子衿望着小女孩满足的笑脸,不由露出由衷的笑意。
何惠妃感叹:“天下多少山珍海味,也不及这守山粮珍贵啊!”
就在此时,子衿发现殷紫萍衣服单薄,接触到冰坨的手也冻得通红,便解下了自己的披风,暗示阿金送过去。
殷紫萍裹紧了披风,看向子衿,子衿却别过脸去,仿佛披风不是她送的。
殷紫萍背地里瞪她一眼。
何惠妃柔声道:“先前的赈灾举措日见成效,再有了这批守山粮,咱们总算可以歇歇了。”
卫兵赶来,子衿将一叠画纸交给卫兵。
“凡有剧毒的野菜已全部绘像,找城中乞丐编词传唱,教百姓们识别毒草,千万不要再误食了。”
卫兵接过画纸:“是。”
阿金匆匆赶来:“主子,画屏遣人禀报,收容的病人太多,皇后过于疲累,已是病倒了,可任凭他人劝说,就是不肯离开!”
子衿脸色一沉:“胡来!”
说着,就转身匆匆离开。
人群里一直监视着子衿等人的锦衣卫看了一眼秩序井然的难民队伍,转身消失在人群里。
病舍内,胡善祥在为病妇诊治,观察她病情变化,大夫甲战战兢兢,在一旁学习。
画屏站在屋外张望,数次欲言又止。
很快,病妇的丈夫也高烧昏迷被人抬进来,胡善祥替他诊治,画屏露出恐惧的眼神。
下午,胡善祥在药房配药。
画屏催促:“娘娘,孙贵妃已遣人来问过三次了。”
胡善祥固执道:“我不回宫。”
恰在此时,子衿走进来:“那我来请你回宫。”
胡善祥吃了一惊:“别进来!这儿有病人,你别踏进来,免得染了病气。”
子衿垂眼看向她,毅然道:“你不愿离开险境,那我也不能走。我识得药草,也能帮忙。”
胡善祥蹙眉:“光识得药草有何用,你能诊病,还是能开方?你才见过多少病人?既然都不能,就别留下来添乱!”

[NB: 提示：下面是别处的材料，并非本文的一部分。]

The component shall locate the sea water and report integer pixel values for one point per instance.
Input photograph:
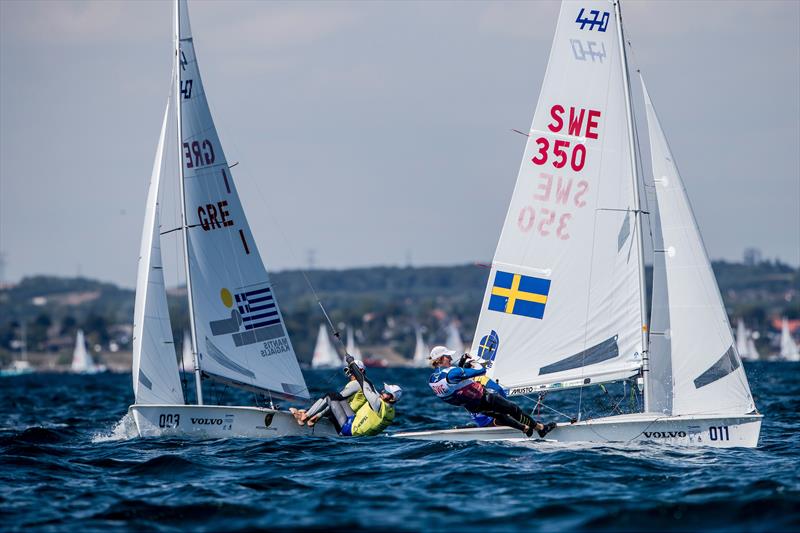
(70, 461)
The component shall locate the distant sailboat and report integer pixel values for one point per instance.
(82, 361)
(565, 304)
(238, 336)
(325, 355)
(744, 342)
(789, 350)
(421, 350)
(187, 357)
(19, 366)
(352, 348)
(454, 341)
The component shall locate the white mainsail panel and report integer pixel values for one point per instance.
(155, 369)
(563, 301)
(81, 359)
(325, 355)
(708, 376)
(241, 336)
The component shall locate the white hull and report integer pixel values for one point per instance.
(698, 430)
(221, 421)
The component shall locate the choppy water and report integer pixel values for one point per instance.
(68, 464)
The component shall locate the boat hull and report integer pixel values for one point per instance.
(715, 431)
(221, 421)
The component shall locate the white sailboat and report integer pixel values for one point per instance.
(454, 341)
(325, 355)
(789, 350)
(187, 356)
(565, 306)
(421, 351)
(238, 335)
(82, 361)
(352, 348)
(744, 342)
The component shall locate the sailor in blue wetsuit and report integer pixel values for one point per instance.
(457, 385)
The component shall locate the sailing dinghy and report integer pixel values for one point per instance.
(238, 336)
(565, 304)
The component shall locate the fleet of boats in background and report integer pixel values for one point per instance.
(326, 355)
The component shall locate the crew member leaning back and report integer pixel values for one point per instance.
(456, 385)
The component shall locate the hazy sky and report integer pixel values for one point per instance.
(371, 131)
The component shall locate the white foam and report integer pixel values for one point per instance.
(124, 429)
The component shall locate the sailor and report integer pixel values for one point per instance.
(370, 419)
(457, 385)
(350, 392)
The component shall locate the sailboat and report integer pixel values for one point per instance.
(789, 350)
(325, 355)
(82, 361)
(421, 351)
(187, 357)
(565, 306)
(744, 342)
(351, 347)
(238, 335)
(454, 341)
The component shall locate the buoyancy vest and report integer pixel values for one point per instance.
(356, 401)
(368, 423)
(465, 392)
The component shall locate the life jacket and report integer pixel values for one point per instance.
(465, 393)
(356, 401)
(368, 423)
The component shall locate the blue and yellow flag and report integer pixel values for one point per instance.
(519, 295)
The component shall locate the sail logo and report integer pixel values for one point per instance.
(487, 349)
(663, 434)
(599, 20)
(519, 295)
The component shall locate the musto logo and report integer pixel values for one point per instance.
(663, 434)
(207, 421)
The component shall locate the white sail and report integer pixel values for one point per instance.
(352, 349)
(325, 355)
(454, 341)
(155, 371)
(421, 350)
(744, 342)
(240, 334)
(563, 304)
(187, 357)
(789, 350)
(81, 359)
(708, 376)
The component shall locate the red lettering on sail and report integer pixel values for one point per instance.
(556, 111)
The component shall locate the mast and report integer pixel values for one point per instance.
(636, 205)
(184, 222)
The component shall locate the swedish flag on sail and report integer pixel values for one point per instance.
(519, 295)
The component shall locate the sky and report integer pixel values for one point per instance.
(373, 133)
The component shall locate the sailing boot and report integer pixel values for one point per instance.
(546, 428)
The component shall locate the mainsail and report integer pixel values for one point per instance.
(325, 355)
(707, 374)
(239, 332)
(155, 370)
(563, 305)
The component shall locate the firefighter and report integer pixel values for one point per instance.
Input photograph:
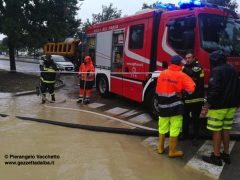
(222, 102)
(193, 102)
(86, 73)
(48, 78)
(170, 84)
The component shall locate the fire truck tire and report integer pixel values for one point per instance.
(103, 86)
(151, 102)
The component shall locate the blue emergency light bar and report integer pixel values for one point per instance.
(183, 4)
(169, 7)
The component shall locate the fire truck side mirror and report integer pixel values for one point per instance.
(171, 23)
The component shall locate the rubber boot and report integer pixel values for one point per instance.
(80, 99)
(43, 99)
(161, 143)
(53, 97)
(172, 148)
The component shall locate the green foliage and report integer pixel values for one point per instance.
(108, 13)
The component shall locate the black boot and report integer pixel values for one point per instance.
(225, 157)
(216, 160)
(53, 97)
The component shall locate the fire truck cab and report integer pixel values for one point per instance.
(129, 53)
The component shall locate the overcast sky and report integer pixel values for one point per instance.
(128, 7)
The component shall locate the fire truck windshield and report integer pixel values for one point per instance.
(220, 32)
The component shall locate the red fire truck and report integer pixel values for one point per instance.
(130, 52)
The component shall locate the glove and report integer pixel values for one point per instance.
(88, 73)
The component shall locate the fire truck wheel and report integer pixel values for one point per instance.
(102, 86)
(151, 102)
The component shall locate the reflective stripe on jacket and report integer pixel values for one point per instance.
(170, 84)
(195, 71)
(48, 74)
(84, 69)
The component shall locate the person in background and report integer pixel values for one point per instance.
(223, 98)
(86, 73)
(48, 78)
(193, 102)
(170, 85)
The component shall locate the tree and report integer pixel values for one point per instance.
(108, 13)
(34, 22)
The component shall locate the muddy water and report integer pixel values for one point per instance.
(82, 154)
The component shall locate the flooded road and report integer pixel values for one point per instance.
(82, 154)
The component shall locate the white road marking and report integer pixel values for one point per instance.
(141, 119)
(95, 105)
(130, 113)
(106, 116)
(208, 169)
(116, 111)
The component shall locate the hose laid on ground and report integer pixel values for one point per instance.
(134, 132)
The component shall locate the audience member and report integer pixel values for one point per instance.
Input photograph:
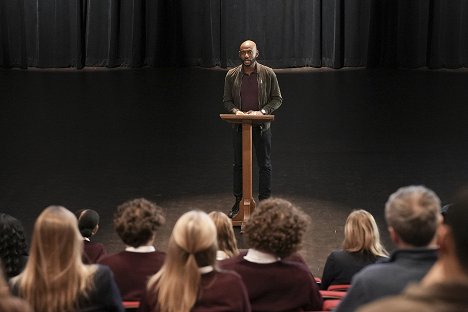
(55, 278)
(412, 215)
(136, 222)
(88, 224)
(13, 251)
(189, 280)
(361, 247)
(227, 243)
(274, 232)
(8, 303)
(445, 287)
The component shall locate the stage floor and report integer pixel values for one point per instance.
(342, 140)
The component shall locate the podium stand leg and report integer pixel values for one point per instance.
(247, 203)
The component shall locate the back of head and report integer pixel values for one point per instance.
(277, 227)
(136, 221)
(457, 219)
(88, 221)
(226, 238)
(8, 303)
(192, 245)
(413, 212)
(54, 275)
(12, 244)
(361, 234)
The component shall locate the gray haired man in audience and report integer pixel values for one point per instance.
(445, 287)
(413, 215)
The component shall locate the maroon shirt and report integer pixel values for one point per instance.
(249, 92)
(132, 271)
(220, 291)
(279, 286)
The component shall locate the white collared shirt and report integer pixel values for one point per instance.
(141, 249)
(257, 256)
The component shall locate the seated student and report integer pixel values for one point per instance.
(88, 224)
(361, 247)
(189, 279)
(136, 222)
(8, 303)
(445, 286)
(13, 251)
(274, 283)
(227, 244)
(55, 278)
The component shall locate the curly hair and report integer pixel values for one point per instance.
(12, 245)
(276, 226)
(137, 220)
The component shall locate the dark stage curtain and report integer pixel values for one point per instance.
(292, 33)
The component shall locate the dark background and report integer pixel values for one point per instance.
(293, 33)
(343, 140)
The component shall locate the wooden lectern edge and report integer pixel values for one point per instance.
(242, 118)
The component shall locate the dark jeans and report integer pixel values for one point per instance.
(261, 141)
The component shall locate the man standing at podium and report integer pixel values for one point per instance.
(251, 88)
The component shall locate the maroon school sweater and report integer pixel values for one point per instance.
(132, 271)
(220, 291)
(279, 286)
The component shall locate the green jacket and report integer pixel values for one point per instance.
(269, 93)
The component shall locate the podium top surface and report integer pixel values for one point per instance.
(233, 118)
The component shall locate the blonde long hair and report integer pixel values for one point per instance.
(55, 277)
(361, 234)
(226, 239)
(192, 245)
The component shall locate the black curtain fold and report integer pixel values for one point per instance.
(293, 33)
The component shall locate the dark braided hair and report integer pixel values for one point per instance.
(12, 245)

见子衿神色不以为然,她严厉道:“如今我不在宫里,太后与宫务都要托付于你,怎么可以任意妄为!”
子衿惊讶地看着眼前布衣钗裙的皇后。
胡善祥发问:“你为何这样看着我?”
子衿突然笑了:“从前看到的皇后,总是一脸病容,郁郁寡欢,还是第一次听见您这样中气十足的说话,虽是荆钗布裙,却非常威严。可是皇后娘娘,我不能让你留在这儿,你们,马上带娘娘离开!”
胡善祥先是愕然,旋即正色:“谁都不准进来!病坊出现不少疑难之症,我正在改良处方,不能离开此地!”
子衿无奈:“皇后!”
胡善祥一脸肃容:“我才是大明的皇后,我命令你,立刻回去,不得延误!”
子衿只好离开病坊,却忍不住回过头去,胡善祥正在研究医书重配药方。
子衿神色变得坚定,带着阿金离去。